Da ich von löten und schaltplänen null Ahnung habe dachte ich bevor ich sowas anfange sollte ich das erstmal üben.
Naja gleich mal das Haus durchstöbert und was finde ich da einen netten kleinen 30W Lötkolben.
Also ab damit in die Steckdose (den Stecker natürlich) und dann hab ich halt mal 15 min gewartet damit der warm wird.
In der Zeit haabe ich mir ein altes kaputtes Disktennlaufwerk gesucht.
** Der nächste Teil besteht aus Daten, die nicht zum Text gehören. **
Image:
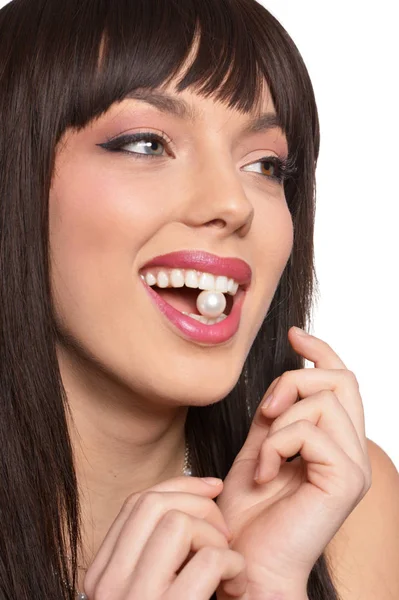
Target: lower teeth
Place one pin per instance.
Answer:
(205, 320)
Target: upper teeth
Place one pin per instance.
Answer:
(190, 278)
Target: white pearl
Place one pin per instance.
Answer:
(211, 304)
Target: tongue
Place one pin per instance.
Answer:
(183, 299)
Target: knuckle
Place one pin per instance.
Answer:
(304, 425)
(150, 500)
(358, 479)
(352, 378)
(211, 555)
(331, 397)
(175, 520)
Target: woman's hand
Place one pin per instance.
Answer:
(282, 522)
(169, 542)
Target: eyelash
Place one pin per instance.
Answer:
(285, 166)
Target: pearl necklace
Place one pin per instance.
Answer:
(186, 471)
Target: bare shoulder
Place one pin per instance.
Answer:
(364, 553)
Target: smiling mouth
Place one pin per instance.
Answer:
(181, 289)
(185, 299)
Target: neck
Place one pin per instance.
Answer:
(122, 444)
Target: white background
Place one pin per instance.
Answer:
(351, 50)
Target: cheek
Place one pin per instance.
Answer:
(273, 240)
(275, 236)
(98, 224)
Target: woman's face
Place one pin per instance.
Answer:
(205, 188)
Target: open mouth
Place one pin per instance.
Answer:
(185, 299)
(181, 288)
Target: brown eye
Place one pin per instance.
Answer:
(271, 168)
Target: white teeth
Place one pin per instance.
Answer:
(205, 320)
(162, 279)
(232, 287)
(177, 278)
(190, 278)
(206, 282)
(150, 279)
(221, 284)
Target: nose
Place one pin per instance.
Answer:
(219, 201)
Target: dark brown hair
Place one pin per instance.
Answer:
(51, 80)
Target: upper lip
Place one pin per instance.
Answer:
(234, 268)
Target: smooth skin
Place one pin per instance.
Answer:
(109, 215)
(173, 528)
(283, 520)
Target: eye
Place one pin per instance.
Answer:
(274, 168)
(147, 141)
(271, 167)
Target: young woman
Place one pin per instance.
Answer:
(156, 249)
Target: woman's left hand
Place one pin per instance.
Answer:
(283, 522)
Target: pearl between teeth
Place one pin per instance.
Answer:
(211, 304)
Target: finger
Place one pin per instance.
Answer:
(306, 382)
(314, 349)
(226, 566)
(325, 411)
(199, 490)
(173, 538)
(328, 467)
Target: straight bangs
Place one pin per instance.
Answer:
(116, 47)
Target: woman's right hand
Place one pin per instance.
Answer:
(169, 542)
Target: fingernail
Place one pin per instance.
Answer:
(211, 480)
(267, 401)
(300, 331)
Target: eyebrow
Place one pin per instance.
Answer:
(183, 110)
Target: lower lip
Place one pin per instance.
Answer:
(199, 332)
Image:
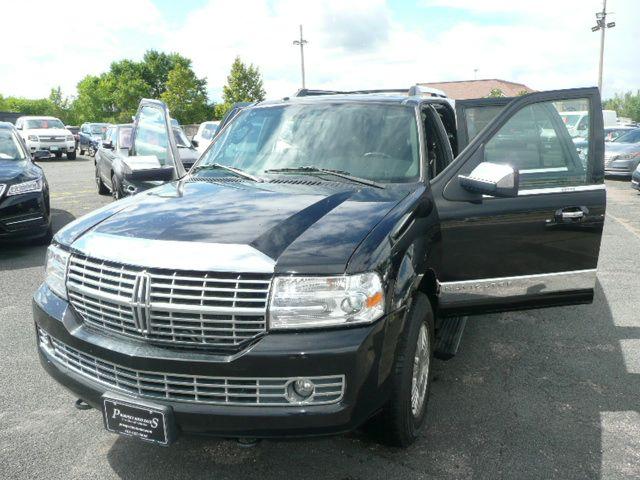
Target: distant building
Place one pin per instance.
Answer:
(465, 89)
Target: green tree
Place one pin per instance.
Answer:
(244, 84)
(495, 92)
(186, 96)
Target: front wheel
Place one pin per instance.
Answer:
(404, 414)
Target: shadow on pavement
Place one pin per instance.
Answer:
(522, 400)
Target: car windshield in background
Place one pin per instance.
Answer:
(630, 137)
(181, 137)
(44, 123)
(10, 147)
(98, 129)
(373, 141)
(124, 137)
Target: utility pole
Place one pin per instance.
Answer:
(602, 25)
(302, 43)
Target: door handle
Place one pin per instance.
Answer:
(572, 215)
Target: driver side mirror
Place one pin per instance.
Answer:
(493, 179)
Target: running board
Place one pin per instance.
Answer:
(449, 336)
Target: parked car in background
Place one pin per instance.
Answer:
(47, 133)
(611, 133)
(130, 153)
(24, 193)
(622, 156)
(186, 148)
(635, 178)
(206, 132)
(91, 135)
(75, 131)
(298, 280)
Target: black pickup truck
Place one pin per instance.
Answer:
(300, 277)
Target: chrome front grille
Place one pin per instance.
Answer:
(169, 307)
(267, 391)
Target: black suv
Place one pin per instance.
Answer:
(295, 282)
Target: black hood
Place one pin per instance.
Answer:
(314, 228)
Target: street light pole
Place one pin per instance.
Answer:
(602, 25)
(302, 43)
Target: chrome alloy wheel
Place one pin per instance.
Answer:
(420, 378)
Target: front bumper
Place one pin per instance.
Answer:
(24, 216)
(357, 353)
(53, 147)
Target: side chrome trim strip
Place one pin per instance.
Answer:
(174, 255)
(505, 287)
(577, 188)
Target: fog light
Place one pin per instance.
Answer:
(300, 390)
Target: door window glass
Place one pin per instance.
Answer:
(539, 143)
(477, 118)
(151, 135)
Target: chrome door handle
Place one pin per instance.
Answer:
(572, 215)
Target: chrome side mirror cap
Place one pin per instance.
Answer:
(493, 179)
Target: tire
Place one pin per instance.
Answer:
(404, 414)
(116, 190)
(102, 188)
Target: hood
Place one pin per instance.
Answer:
(12, 171)
(302, 229)
(48, 132)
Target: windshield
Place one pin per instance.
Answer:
(10, 148)
(374, 141)
(630, 137)
(124, 137)
(181, 137)
(98, 129)
(44, 123)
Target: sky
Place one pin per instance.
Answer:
(352, 44)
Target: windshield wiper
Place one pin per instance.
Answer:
(236, 171)
(337, 173)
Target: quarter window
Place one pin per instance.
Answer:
(546, 150)
(151, 135)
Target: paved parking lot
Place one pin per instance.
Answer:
(552, 393)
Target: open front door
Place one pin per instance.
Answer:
(152, 136)
(538, 246)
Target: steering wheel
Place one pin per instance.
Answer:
(377, 154)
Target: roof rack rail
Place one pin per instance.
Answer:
(309, 92)
(418, 90)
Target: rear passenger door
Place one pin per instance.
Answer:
(539, 246)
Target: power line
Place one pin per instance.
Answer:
(302, 42)
(602, 25)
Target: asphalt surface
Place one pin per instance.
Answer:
(551, 393)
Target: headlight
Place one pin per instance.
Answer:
(311, 302)
(26, 187)
(56, 270)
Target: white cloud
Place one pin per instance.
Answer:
(352, 44)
Habe dann auf der Platine des Diskettenlaufwerks den Stromanschluss gesehen und wollte den sofort runterlöten.
Erstmal mit etwas gewalt die platine rausgebrochen damit ich schön da ran komme.
Jo dann den lötkolben hingehalten an die 5 lötstellen hintereinander das der zinn schön flüssig war.
Jo als ich alle durchhatte war das teil immernoch so bombenfest drauf wie davor.

Also was habe ich falschgemacht ?
Könnt ihr mir einen Tipp geben zu sowas ?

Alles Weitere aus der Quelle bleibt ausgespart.